Nations Direct Mortgage is continuing to expand its Non-QM suite and will be showcasing its new 1099 product this Thursday, January 23rd. "I couldn't be more excited about this new product and the Non-QM opportunities in 2020. Our alternative lending solutions have provided first time homebuyers purchasing power in the residential market. The rollout of the IRS 1099 product will be a great complement to the simplified 12-month bank statement product.
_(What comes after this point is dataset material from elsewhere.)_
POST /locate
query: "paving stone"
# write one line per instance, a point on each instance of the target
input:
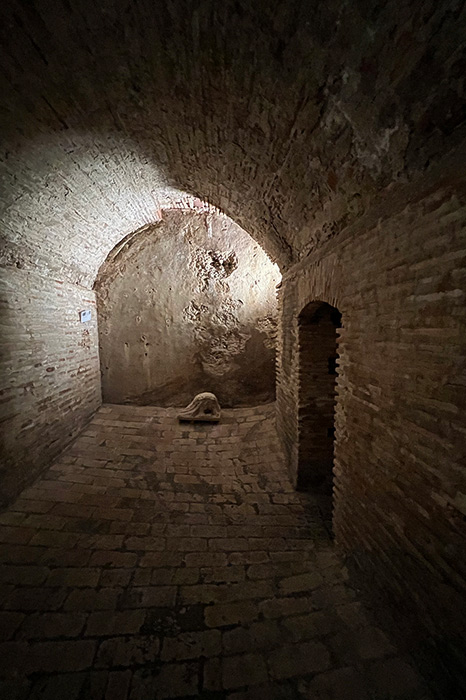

Our Non-QM full and alternative documentation products have generated tremendous buzz in the broker community," says Managing Director / Specialty Lending, Martin Warren. "Our expansive proprietary products, coupled with our DirectQual AUS and dedicated Non-QM Help Team, have solidified NDM as a Non-QM leader by providing industry-leading execution for the wholesale brokers." Join Nations Direct for a quick 30-minute webinar showcasing the 1099 product as well as a demo of their AUS, DirectQual. Click here to register.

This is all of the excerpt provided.